Thank you SNL and Time’s Nancy Gibbs

 

During the Democratic primaries, I was one of those 18 Million people who voted for Hillary. After learning more about Obama and his wife, and Joe Biden, I am still on the course to elect Obama. Even days after John McCain announced Sara Palin as his pick for the V.P., I kept repeating to myself: “stay the course, stay with Obama”. But, recently, there has been talk about who Obama really is for not picking Hillary.

Now, after watching the SNL skit with Amy Poehler who played Hillary and Tina Fay who played Sarah, I am really pissed. Amy and the writers nailed it by having the Hillary character say what we’ve all been thinking. Hillary worked so hard and then out of blue comes a woman, that NO one knows and did little work, who is now one seat away from the White House. Isn’t it crazy to think the amount of energy, time and sexist crap Hillary put up with for the last 18 months, and now she has to watch a female possibly become the next Vice President? What happened, Obama? I can understand that you had no idea McCain would pull one out of left field. But still… you could have been the one.

I am still on the course with Obama, but deep down inside, I am thinking and feeling exactly what Nancy Gibbs of Time Magazine is. Check out her editorial from Thursday, September 4, 2008.

“Can Palin Escape the Parent Trap?”, By Nancy Gibbs

Almost overnight, Sarah Palin replaced Hillary Clinton as the screen on which we project our doubts and hopes about women and success. In noisy public forums, everyone seemed suddenly certain of beliefs they used to reject: of course a woman can manage five kids and the vice leadership of the free world, said conservative defenders previously known for asserting a woman’s need to submit to her husband. Of course she has no business putting her family through this, said liberal opponents better known for insisting women should submit to no one.

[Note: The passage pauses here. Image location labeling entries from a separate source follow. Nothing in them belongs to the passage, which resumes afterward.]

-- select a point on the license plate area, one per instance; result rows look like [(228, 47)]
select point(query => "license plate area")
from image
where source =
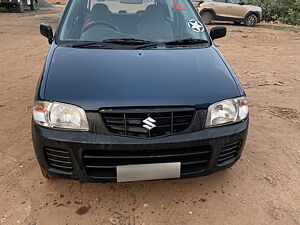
[(153, 171)]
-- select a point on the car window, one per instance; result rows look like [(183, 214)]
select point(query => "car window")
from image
[(219, 1), (234, 1), (150, 20)]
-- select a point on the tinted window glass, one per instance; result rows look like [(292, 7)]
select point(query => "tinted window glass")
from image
[(151, 20)]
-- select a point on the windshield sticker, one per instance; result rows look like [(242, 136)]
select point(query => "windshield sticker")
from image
[(177, 7), (195, 25)]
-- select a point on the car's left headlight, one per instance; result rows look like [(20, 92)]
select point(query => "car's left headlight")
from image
[(227, 111), (60, 116)]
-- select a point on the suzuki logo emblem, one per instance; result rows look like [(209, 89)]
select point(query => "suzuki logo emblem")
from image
[(149, 123)]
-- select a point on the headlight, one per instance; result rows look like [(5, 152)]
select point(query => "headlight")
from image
[(60, 115), (227, 111)]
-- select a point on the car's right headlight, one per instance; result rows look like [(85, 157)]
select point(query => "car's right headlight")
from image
[(60, 116), (227, 111)]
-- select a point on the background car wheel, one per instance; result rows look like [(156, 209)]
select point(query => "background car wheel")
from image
[(20, 7), (32, 2), (207, 17), (47, 175), (251, 20)]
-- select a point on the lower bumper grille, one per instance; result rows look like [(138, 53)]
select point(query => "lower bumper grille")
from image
[(59, 159), (228, 153), (101, 164)]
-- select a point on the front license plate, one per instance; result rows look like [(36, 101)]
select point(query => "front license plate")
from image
[(148, 171)]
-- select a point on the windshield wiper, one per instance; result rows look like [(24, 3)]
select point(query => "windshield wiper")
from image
[(92, 44), (188, 41), (128, 41)]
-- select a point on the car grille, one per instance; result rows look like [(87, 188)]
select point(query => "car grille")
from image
[(59, 159), (228, 153), (101, 164), (130, 123)]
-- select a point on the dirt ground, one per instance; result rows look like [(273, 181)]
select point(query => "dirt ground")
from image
[(262, 188)]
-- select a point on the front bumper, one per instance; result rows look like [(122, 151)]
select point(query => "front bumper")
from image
[(76, 155)]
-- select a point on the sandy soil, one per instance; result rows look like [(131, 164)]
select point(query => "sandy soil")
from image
[(262, 188)]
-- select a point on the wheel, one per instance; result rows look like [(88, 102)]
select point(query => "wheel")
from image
[(251, 20), (47, 175), (207, 17), (32, 2), (20, 7), (237, 23)]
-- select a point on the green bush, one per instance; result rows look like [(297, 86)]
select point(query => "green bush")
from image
[(286, 11)]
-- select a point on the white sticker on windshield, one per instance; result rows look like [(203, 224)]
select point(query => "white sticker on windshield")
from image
[(195, 25)]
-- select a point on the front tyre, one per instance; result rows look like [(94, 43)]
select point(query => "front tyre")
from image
[(207, 17), (251, 20)]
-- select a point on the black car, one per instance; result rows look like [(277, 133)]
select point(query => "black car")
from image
[(136, 90)]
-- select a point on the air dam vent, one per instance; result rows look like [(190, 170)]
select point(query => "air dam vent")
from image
[(147, 123), (59, 159), (228, 153), (102, 164)]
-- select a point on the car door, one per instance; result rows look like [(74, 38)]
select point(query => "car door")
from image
[(235, 9)]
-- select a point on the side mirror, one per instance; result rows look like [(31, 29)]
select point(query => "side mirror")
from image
[(46, 30), (218, 32)]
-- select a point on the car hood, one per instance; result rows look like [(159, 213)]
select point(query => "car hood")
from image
[(97, 78), (254, 8)]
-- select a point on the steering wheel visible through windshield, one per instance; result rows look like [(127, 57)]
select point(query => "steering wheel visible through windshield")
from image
[(151, 21)]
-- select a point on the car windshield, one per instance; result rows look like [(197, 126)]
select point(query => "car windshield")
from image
[(131, 21)]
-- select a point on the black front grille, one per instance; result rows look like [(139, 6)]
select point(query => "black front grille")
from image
[(228, 153), (59, 159), (101, 164), (130, 122)]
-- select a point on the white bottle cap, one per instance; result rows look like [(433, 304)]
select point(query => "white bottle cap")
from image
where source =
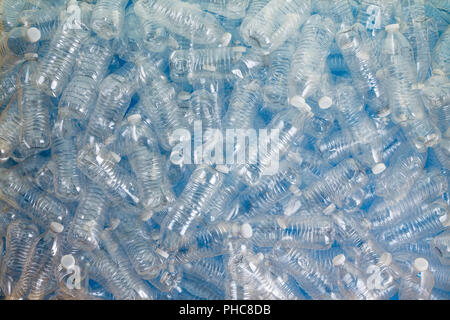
[(300, 103), (226, 38), (392, 27), (67, 261), (338, 260), (115, 157), (386, 259), (134, 118), (325, 102), (246, 231), (330, 209), (56, 227), (421, 264), (33, 34), (378, 168)]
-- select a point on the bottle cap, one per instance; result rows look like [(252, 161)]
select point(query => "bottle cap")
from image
[(385, 259), (33, 34), (300, 103), (325, 102), (378, 168), (421, 264), (67, 261), (338, 260), (246, 231), (134, 118), (226, 38), (392, 27), (330, 209), (115, 157), (56, 227)]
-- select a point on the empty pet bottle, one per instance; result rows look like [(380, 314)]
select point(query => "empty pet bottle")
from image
[(308, 62), (352, 117), (56, 67), (114, 97), (191, 204), (9, 130), (102, 167), (405, 169), (37, 278), (41, 207), (203, 63), (184, 19), (34, 109), (427, 188), (20, 237), (107, 18), (142, 150), (274, 24), (356, 47), (414, 18), (418, 282)]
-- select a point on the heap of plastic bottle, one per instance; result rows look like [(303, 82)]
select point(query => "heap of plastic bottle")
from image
[(102, 195)]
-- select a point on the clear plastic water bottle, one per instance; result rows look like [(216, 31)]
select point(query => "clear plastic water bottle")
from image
[(9, 130), (274, 24), (89, 219), (352, 117), (196, 25), (56, 67), (102, 167), (37, 278), (195, 64), (41, 207), (357, 49), (108, 18), (34, 109), (20, 237), (309, 60)]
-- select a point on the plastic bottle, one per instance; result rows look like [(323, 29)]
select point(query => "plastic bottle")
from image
[(194, 64), (9, 130), (89, 219), (194, 24), (140, 248), (160, 105), (415, 30), (351, 117), (327, 193), (55, 68), (309, 60), (288, 124), (313, 278), (357, 49), (374, 15), (33, 108), (102, 167), (142, 150), (114, 97), (37, 278), (19, 241), (108, 17), (441, 246), (428, 221), (418, 283), (406, 167), (234, 9), (426, 188), (191, 204), (41, 207), (274, 24)]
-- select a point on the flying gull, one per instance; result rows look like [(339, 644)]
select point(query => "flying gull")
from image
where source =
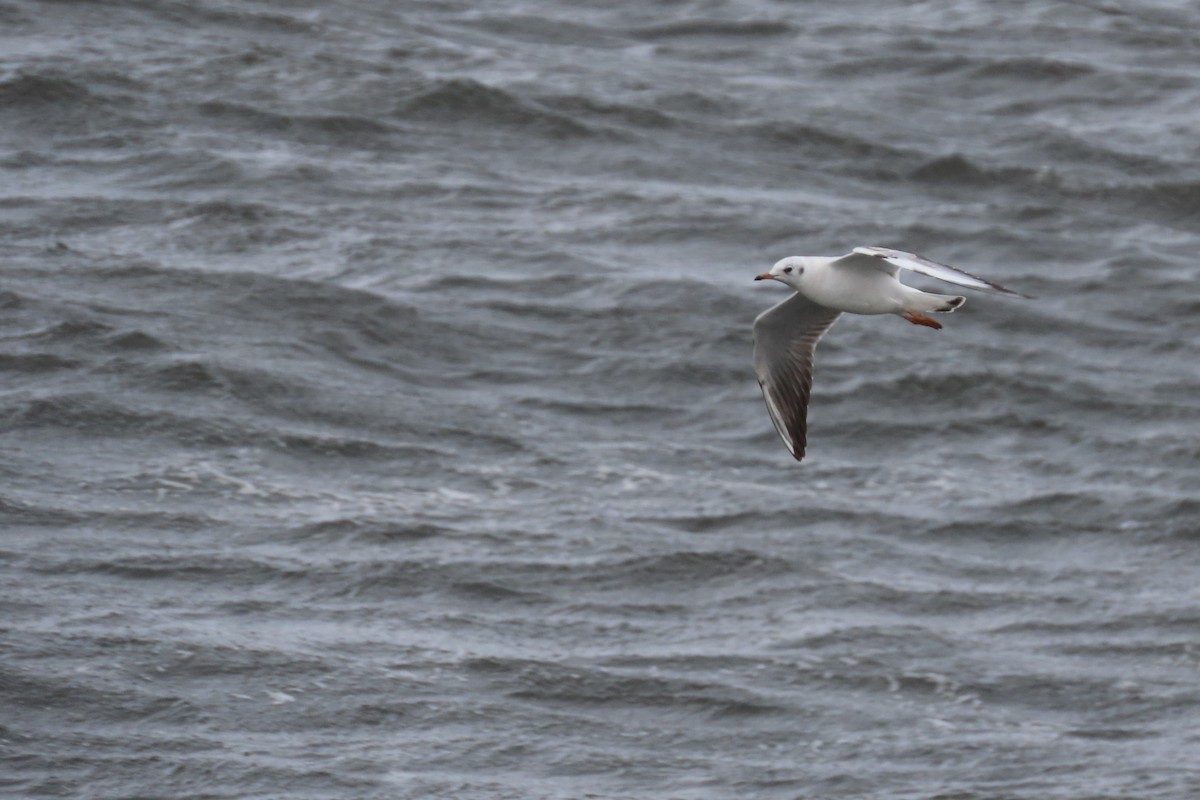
[(863, 282)]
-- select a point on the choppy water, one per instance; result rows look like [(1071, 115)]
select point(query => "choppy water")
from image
[(378, 417)]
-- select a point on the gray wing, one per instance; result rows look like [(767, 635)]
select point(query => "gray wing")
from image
[(898, 259), (784, 340)]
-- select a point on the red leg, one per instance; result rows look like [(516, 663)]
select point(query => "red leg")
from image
[(921, 319)]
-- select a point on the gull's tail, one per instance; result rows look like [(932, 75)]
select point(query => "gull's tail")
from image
[(923, 301)]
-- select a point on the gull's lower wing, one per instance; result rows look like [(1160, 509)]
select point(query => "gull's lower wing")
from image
[(784, 340), (900, 259)]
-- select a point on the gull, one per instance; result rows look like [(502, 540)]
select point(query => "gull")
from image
[(862, 282)]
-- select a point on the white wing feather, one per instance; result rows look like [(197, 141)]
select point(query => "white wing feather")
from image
[(900, 259)]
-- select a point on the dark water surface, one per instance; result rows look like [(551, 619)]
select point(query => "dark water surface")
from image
[(378, 417)]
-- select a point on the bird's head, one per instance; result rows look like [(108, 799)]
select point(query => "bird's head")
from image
[(789, 270)]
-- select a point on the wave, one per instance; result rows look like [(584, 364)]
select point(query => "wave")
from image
[(477, 104)]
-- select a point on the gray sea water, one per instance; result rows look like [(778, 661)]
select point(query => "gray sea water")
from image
[(378, 419)]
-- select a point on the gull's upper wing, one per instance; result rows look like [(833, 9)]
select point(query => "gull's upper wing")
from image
[(784, 338), (898, 259)]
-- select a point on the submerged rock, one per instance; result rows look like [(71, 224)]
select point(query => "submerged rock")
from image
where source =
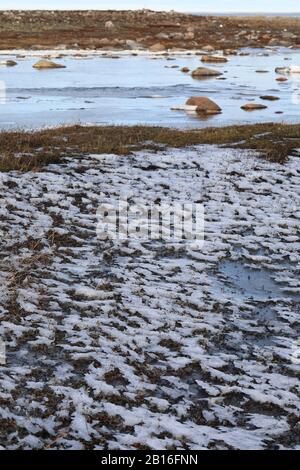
[(109, 25), (269, 98), (8, 63), (158, 47), (208, 48), (204, 105), (213, 58), (48, 64), (205, 72), (253, 106), (291, 69)]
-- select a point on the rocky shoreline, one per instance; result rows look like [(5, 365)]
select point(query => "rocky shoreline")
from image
[(144, 30)]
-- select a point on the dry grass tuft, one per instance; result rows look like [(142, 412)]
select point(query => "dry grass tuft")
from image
[(31, 151)]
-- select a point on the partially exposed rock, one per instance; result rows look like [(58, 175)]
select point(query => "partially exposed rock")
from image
[(48, 64), (253, 106), (204, 105), (269, 98), (201, 72), (213, 58), (8, 63), (158, 47)]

But in quieter places, such as my inbox and my subconscious, there has been nothing like that kind of certainty. Instead, it has been the conversation that never ends — the one about how we juggle and who we judge — and I don’t think I know any woman, working or not, who feels she has gotten it exactly right. I do know we share a deep revulsion at having choices made for us and values thrust upon us, which is why Palin has our instincts tied up in such intricate knots.
We are accustomed, after centuries of experience, to ambitious fathers whose parental failures are glossed over and swept under the rug by devoted wives and complicit courtiers; we only learn about the train wrecks of famous families when we read the memoirs. When a man at the height of his powers announces he will be Spending More Time with His Family, it translates as: he messed up big-time, didn’t have what it takes.

But now we are presented with the unfolding complexity of an ambitious woman, one prepared to be Spending Less Time with Her Family, to play by the boys’ rules, to break the glass ceiling Clinton softened for her. I couldn’t help thinking as I watched Palin’s debut that she was the most macho candidate we’ve seen in years, the point guard turned sportscaster aiming her M-16, shooting her moose, taking on the good-old boys. And yes, balancing BlackBerry and breast pump, with a beautiful family that includes a son heading to Iraq, a pregnant teenage daughter and a 4-month-old with special needs. She’s willing to put Country First. Should she be punished for doing something we reward men for doing?

Just to complicate the picture a little more: the week before the Republicans gave us Sarah Palin, the Democrats offered up Joe Biden as a man who could feel my pain; who, after his wife and daughter’s fatal car accident, had to be talked out of giving up his Senate seat because he wanted to be at his sons’ side; who, if voters know nothing else about him, know that he takes the train home to Delaware every night and has never missed a soccer game.

So I come back to the moment when John McCain invited Palin to become the first woman on a Republican ticket. Together they could make history, perhaps make the world a better place. I have to wonder: Did she know her daughter would become a late-night punch line? However unconditionally supportive, did she tell Bristol she’d have to stay backstage or hold her baby brother in pictures in a way that hid her own baby until a media strategy had been set for telling the public her most private secrets? Ordinarily, such revelations are choreographed well in advance — only this time, there was no advance. The pregnancy was something of an open secret in Alaska, where respect for privacy and small-town sympathy may have allowed a governor to imagine that the impact would be minimal. But America isn’t Alaska, and the national stage is no small town. McCain may have given her a chance that women have been waiting for years. But he has also been through this before, faced the kind of scrutiny for which nothing can really prepare you. Did he warn her about what lay ahead?

We don’t really know Sarah Palin and can’t possibly know what calculations and compromises she has made. We do know one thing, however: She was given very little time to make this choice. Every working mother lives a life of what-ifs and should-Is, birthdays missed for the important meeting and meetings missed because a child was sick. Yes, many men face these choices too, but it’s mainly the women in my life whom I hear agonize over them, applauding friends who make the hard climb but also those who walk away. We still don’t have many role models, because both professional success and successful parenting take so much time and heart and sweat and sleepless nights. So it’s hard to watch an accomplished woman walk the tightrope under lights this bright and with stakes this high; we don’t want it to look too easy, but we don’t want to see her fall.